6. Be patient and persistent. Rome was not built in a day.

I spent two years applying to HBS. The first time I was rejected and HBS did not even call me for an interview. Had I not been patient, I would not have had the privilege to live such a great experience. The second time I applied, I reflected a lot on the reasons I was rejected, and I tried to improve my application as much as I could. It took lots of effort, time, energy, and patience. If I think about the achievements I am most proud of, I see that they all took time, persistence, and lots of failure, too! Sometimes we want to have something immediately, and I am that type of a person. But that is not always possible.

Post-MBA, I want to continue being patient for the things I care about the most. Even though I find being patient is quite demanding, I cannot think of any better solution.

7. Seek out diversity.

At HBS you are often asked to work as a team. HBS students tend to be very opinionated and their opinions tend to be very different. Several times during projects, I felt that had I worked alone it would have been much easier. I was so sure my way of thinking was the right one. Yet at the end of the project, I often realized that a specific point I had not understood led the project to new directions and greater success.

Post-MBA, I will not be scared to work in diverse teams, I will seek out diverse points of view both at work and outside. Working in a diverse environment is not easy, since it requires lots of flexibility and patience to understand different points of view and adapt to various ways of thinking, interacting, and communicating. However, I cannot emphasize enough how much being in a diverse environment has taught me about myself and other cultures.

8. Be grateful.

Graduation day is a day I will never forget for the rest of my life. I was very proud of myself on that day. But even more, I felt very grateful. I felt grateful to my family. I felt grateful to so many people who had filled me with constant affection and support. I felt grateful to HBS as an institution, for allowing me to live such a transformational experience. I feel I have received a lot.

I want to continue manifesting my gratitude toward people and institutions that have given me so much. And even more, I would really like to start impacting the lives of people in a positive way as a tribute to so many family members and friends who have played a commendable role in my life.

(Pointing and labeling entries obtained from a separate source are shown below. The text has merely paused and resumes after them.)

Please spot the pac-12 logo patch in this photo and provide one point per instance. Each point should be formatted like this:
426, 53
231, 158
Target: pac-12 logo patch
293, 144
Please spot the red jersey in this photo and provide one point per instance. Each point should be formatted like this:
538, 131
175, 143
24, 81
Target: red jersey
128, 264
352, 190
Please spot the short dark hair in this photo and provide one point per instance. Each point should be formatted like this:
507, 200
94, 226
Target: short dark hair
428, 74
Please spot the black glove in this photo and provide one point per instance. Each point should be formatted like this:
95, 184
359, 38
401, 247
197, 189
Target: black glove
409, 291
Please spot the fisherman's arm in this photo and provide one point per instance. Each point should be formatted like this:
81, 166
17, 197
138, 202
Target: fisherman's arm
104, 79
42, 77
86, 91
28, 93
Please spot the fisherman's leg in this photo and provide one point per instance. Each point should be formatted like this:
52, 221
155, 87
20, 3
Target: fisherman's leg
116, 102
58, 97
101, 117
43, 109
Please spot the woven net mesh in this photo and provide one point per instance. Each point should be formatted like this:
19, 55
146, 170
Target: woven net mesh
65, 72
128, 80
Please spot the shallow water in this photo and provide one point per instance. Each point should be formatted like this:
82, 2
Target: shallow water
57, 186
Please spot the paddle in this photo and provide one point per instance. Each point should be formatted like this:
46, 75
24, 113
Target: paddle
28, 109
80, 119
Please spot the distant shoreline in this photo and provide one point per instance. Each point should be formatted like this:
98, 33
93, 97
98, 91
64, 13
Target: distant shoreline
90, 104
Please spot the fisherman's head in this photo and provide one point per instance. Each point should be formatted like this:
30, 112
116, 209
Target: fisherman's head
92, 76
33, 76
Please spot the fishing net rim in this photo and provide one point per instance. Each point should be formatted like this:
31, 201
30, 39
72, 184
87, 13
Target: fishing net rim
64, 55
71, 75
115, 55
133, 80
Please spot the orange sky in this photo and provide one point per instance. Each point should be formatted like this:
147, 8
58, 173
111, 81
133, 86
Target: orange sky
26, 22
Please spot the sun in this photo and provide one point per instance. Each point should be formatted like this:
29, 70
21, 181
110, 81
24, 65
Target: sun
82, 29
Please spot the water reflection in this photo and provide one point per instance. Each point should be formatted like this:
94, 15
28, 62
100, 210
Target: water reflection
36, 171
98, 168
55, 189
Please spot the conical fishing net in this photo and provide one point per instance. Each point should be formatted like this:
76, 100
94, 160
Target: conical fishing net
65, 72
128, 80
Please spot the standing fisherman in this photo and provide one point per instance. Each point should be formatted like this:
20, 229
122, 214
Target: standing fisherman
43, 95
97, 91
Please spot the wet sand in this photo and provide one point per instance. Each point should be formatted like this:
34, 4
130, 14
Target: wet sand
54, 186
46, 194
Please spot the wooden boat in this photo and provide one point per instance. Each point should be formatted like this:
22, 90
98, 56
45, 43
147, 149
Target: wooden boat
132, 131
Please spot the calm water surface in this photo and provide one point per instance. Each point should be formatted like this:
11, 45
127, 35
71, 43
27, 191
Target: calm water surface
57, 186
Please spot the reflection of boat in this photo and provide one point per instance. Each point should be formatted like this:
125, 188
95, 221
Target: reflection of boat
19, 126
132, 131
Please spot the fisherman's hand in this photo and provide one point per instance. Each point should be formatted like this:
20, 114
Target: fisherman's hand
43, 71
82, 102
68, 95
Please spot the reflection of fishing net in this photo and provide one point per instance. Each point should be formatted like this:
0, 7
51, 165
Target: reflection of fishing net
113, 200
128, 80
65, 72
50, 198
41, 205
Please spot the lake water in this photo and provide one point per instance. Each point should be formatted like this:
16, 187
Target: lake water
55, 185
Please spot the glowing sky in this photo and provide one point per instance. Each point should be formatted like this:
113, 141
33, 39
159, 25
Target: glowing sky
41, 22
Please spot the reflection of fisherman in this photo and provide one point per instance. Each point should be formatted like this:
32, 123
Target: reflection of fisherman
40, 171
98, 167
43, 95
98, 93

9. Dream big and take risks.

“I want to create a firm that allows space travel.” “I want to help in reducing famine in African countries.” “I want to revolutionize the way education works.”

I have never been in a place where people thought as big as they did at Harvard. They had dreams that are very hard to realize. Yet these are their dreams and they are willing to invest lots of time and energy to fulfilling them. They are willing to take risks.

Post-MBA, I want to dream big and take risks. Taking risks can be pretty daunting. However, not taking risks means renouncing your dreams, which would be far worse.

10. Nurture meaningful relationships.

During my MBA, I got a chance to meet several senior alumni who shared their experiences and lessons. Few regretted not having realized some professional aspirations, yet the majority of them regretted even more not having spent more time with their families, friends, and others who mattered most to them.

My MBA really pushed me to understand what matters most to me. I realized that people and relationships are the most important part of my life. If I think about the happiest moments in my life, most would relate to family time or time spent with people I had deep connections with. I plan to dedicate much more time and energy to developing relationships with people, since they are my primary source of happiness.

****

At the end of my MBA, I reflected a lot about my experience, and these are the 10 cardinal lessons I pinned on the notice board of my learning.

While the MBA helped me become aware of these 10 lessons, I know it will be important to start applying them in my daily life. Having written these learnings down will help me think about them on a daily basis.

I also hope they can be of inspiration to other people like me.